Mark Hynds, 34, was making his way to Stratford from London Bridge, a route he thought would be trouble free.
But he was greeted at the Jubilee Line station by shut gates and snaking queues as the weight of passengers meant guards stopped commuters from bustling through.
He said: "Bob Crow must be the most hated man in London today, but I doubt he cares.
"It's been a nightmare. I'm definitely going to be late for work. Is there anything I could have done to prevent that? Maybe. But I thought the Jubilee line was supposed to be open."
Chris Smith, 40, was also held up at London Bridge. He said: "If I worked in the public sector, if I was a teacher for example, and hundreds of job losses had been announced, I'd probably be frustrated too.
"It is an enormous pain but perhaps we should sympathise with the workers before we condemn the strike."
Rows of passengers remained at overground and Docklands Light Railway stations as carriages quickly became full with diverted workers.
Crowds of workers climbed aboard Thames Clipper services while buses throughout the capital have been packed full of passengers.
But some passengers have been taking a humorous look at the strike and the pandemonium it has caused.
Boris Johnson has not escaped the ire of some passengers for not being able to reach a compromise with the unions.
Claire Marks, 41, was held up at a bus stop near Tower Hill.
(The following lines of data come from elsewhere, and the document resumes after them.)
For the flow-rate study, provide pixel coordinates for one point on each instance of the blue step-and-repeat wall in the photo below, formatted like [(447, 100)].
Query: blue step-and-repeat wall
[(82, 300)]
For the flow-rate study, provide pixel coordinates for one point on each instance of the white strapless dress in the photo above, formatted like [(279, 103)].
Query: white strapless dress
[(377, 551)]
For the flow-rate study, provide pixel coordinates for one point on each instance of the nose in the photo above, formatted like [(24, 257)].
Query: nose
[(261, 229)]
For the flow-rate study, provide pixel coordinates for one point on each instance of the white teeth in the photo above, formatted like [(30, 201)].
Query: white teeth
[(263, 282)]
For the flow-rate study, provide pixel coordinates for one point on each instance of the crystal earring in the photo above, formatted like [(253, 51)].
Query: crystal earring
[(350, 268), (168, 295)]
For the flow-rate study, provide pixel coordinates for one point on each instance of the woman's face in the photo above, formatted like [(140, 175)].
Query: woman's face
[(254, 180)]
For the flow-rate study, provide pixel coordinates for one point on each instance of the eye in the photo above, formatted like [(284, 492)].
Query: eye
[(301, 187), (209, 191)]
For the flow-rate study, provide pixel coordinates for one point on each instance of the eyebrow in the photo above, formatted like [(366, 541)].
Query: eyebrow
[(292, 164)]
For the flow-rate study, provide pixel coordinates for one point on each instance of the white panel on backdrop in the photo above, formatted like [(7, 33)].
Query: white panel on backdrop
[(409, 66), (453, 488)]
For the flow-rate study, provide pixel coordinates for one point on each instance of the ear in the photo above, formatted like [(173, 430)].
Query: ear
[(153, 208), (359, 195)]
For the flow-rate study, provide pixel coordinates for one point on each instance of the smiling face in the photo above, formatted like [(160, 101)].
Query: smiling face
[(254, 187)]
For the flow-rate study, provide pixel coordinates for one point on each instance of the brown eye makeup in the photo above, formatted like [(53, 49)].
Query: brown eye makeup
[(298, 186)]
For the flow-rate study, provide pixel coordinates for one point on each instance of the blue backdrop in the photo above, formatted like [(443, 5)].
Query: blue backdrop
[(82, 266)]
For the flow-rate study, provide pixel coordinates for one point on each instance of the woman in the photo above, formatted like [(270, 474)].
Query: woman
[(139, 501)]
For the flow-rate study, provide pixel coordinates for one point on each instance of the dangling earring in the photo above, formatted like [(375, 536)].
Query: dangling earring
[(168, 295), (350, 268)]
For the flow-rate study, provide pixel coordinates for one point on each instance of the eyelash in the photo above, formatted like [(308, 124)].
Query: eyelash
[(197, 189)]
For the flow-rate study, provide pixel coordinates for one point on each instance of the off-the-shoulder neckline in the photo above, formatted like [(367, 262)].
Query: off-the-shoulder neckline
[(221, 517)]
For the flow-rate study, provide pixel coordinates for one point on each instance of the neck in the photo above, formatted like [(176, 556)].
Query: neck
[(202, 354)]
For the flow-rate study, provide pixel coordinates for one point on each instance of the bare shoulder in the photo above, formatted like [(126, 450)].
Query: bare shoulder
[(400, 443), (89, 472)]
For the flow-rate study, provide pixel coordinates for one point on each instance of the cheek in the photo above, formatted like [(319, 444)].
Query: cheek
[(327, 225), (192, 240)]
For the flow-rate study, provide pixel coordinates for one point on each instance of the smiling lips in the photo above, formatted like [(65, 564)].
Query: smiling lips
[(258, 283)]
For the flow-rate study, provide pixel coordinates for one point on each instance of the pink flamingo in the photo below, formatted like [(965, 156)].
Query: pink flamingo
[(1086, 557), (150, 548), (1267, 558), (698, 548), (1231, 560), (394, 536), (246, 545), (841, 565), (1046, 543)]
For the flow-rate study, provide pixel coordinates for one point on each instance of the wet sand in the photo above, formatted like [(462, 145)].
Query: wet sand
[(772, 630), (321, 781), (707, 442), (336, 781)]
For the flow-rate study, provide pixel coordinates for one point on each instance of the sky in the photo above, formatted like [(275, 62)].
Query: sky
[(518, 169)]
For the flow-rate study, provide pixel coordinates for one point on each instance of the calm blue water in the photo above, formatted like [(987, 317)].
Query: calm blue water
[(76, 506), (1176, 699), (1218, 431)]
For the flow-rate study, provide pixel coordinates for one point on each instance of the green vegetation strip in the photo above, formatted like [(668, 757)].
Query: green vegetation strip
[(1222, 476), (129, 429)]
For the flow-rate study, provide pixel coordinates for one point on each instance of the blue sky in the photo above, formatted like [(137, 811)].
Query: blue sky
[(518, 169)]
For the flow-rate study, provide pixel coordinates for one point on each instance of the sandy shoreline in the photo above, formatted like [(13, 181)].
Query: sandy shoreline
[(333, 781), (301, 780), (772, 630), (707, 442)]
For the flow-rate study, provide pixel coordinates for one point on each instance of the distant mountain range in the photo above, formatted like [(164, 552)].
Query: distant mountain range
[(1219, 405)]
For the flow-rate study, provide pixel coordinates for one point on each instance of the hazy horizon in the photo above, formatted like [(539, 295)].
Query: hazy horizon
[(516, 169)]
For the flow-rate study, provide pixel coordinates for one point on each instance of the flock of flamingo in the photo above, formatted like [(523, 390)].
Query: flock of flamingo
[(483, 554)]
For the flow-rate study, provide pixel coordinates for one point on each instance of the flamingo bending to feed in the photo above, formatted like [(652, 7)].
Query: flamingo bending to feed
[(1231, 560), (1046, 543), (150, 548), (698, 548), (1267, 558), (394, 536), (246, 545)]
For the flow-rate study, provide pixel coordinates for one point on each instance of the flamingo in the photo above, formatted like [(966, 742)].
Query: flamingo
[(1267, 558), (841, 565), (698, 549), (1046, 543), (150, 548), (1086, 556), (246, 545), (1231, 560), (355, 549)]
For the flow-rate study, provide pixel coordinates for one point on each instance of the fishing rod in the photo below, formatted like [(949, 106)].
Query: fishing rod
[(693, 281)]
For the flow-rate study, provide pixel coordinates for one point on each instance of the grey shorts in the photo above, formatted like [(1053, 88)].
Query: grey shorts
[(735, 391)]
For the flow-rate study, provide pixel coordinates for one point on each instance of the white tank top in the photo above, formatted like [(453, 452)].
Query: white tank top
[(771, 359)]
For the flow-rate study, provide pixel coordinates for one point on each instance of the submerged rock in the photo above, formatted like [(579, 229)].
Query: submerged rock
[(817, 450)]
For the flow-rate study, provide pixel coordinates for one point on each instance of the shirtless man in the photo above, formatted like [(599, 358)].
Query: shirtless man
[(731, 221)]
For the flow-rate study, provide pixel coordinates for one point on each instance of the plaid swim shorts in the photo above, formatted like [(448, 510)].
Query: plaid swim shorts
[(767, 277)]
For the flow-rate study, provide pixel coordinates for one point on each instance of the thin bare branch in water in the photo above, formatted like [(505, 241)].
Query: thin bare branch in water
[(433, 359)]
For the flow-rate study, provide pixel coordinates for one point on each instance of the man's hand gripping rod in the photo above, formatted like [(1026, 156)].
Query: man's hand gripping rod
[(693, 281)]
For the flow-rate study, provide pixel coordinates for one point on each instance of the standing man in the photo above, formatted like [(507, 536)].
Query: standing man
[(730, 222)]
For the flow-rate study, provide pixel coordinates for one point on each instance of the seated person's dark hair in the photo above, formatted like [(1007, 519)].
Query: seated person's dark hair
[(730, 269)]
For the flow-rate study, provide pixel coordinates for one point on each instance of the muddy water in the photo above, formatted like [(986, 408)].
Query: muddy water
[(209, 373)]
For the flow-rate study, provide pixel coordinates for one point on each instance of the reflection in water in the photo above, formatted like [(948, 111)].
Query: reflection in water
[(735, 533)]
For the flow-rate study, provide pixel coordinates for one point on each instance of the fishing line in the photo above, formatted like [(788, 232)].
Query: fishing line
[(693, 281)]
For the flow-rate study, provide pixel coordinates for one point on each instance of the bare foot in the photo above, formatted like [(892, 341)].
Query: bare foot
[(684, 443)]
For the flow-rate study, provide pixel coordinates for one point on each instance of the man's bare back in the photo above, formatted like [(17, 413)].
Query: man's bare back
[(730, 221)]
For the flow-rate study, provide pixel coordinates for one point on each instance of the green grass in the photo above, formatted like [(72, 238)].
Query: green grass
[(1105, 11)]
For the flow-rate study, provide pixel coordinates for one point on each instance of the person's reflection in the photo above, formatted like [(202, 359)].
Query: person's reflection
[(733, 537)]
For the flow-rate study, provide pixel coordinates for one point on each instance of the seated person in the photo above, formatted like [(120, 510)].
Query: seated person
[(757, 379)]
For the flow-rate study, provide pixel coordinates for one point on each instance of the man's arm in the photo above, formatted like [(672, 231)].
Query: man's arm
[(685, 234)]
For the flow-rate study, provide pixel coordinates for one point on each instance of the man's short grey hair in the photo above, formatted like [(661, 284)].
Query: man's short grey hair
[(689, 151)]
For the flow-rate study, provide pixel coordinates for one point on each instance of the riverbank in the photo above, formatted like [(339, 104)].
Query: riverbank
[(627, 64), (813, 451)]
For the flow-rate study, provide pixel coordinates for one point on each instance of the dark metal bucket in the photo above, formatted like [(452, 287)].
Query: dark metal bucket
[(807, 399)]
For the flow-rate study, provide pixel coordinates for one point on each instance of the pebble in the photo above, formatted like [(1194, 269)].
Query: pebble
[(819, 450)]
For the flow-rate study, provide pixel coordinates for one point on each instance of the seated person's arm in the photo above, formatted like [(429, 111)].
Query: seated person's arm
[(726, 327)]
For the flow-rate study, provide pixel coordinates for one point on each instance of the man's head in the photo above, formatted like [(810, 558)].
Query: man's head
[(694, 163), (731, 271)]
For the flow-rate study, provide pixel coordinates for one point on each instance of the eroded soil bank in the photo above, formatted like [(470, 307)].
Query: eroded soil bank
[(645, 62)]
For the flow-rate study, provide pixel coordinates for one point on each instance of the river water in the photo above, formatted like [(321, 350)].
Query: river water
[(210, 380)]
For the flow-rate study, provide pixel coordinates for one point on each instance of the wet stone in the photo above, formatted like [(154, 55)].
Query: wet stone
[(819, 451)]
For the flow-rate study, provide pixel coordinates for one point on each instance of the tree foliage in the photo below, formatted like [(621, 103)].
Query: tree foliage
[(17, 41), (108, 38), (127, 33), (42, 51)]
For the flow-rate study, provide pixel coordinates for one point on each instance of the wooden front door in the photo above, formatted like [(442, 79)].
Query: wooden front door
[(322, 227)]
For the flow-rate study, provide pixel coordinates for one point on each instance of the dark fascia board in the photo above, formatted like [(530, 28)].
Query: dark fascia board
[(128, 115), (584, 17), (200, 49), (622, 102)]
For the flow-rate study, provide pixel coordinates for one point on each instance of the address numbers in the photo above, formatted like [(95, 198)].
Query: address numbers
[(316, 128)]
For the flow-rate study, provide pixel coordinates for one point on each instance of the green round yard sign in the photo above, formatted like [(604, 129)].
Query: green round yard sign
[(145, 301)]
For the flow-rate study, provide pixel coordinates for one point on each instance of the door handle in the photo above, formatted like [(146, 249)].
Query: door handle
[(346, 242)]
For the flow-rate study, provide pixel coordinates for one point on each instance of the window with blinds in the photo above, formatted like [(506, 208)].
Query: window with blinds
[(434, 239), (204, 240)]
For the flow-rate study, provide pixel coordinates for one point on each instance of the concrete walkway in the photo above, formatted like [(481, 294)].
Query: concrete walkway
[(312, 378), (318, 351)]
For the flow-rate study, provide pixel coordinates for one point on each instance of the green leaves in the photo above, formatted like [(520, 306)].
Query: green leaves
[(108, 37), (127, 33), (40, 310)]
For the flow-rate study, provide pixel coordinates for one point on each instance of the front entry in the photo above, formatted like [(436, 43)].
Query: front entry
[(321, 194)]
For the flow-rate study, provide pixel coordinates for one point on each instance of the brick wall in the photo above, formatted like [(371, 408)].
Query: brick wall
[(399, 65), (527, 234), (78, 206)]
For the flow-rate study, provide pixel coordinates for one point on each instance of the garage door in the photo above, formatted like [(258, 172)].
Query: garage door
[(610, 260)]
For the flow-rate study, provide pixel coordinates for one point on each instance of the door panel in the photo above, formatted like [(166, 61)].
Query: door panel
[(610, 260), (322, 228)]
She said: "Aren't politicians supposed to prevent this type of thing happening? Everyday people have to comprimise, why can't the mayor?"
Johnson explained on BBC Radio 4 that a "tiny" minority of the RMT (30%) voted for the strike. He called for changes to strike laws for "vital" public transport infrastructure to make sure a strike is only allowed if a majority votes for it.
He added the tube network needed new technology, automatic payment options, new signalling, automatic trains, and 24 hour services.
Bakerloo line Limited stopping service in central areas from Queen's Park to Elephant & Castle
Central line No service in central area. Some trains in west and eastern ends, between West Ruislip and White City and Epping and Leytonstone
Circle line/District line Some services between Upminster and Wimbledon, very limited between Ealing Broadway and High Street Kensington, limited stops
Hammersmith & City line Some trains between Hammersmith and Moorgate, limited stops
Jubilee line Services between Stanmore and Finchley Road, and between Waterloo and Stratford only
Metropolitan line Some trains between Harrow-on-the-Hill and Aldgate
Northern line Trains over the whole line (except Mill Hill East), limited stops
Piccadilly line No service in central area. Some trains between Acton Town and Heathrow and between Arnos Grove and Cockfosters
Victoria line Trains between Seven Sisters and Victoria only
Waterloo & City line No service
A normal service will operate on the DLR, buses, National Rail and the London Overground.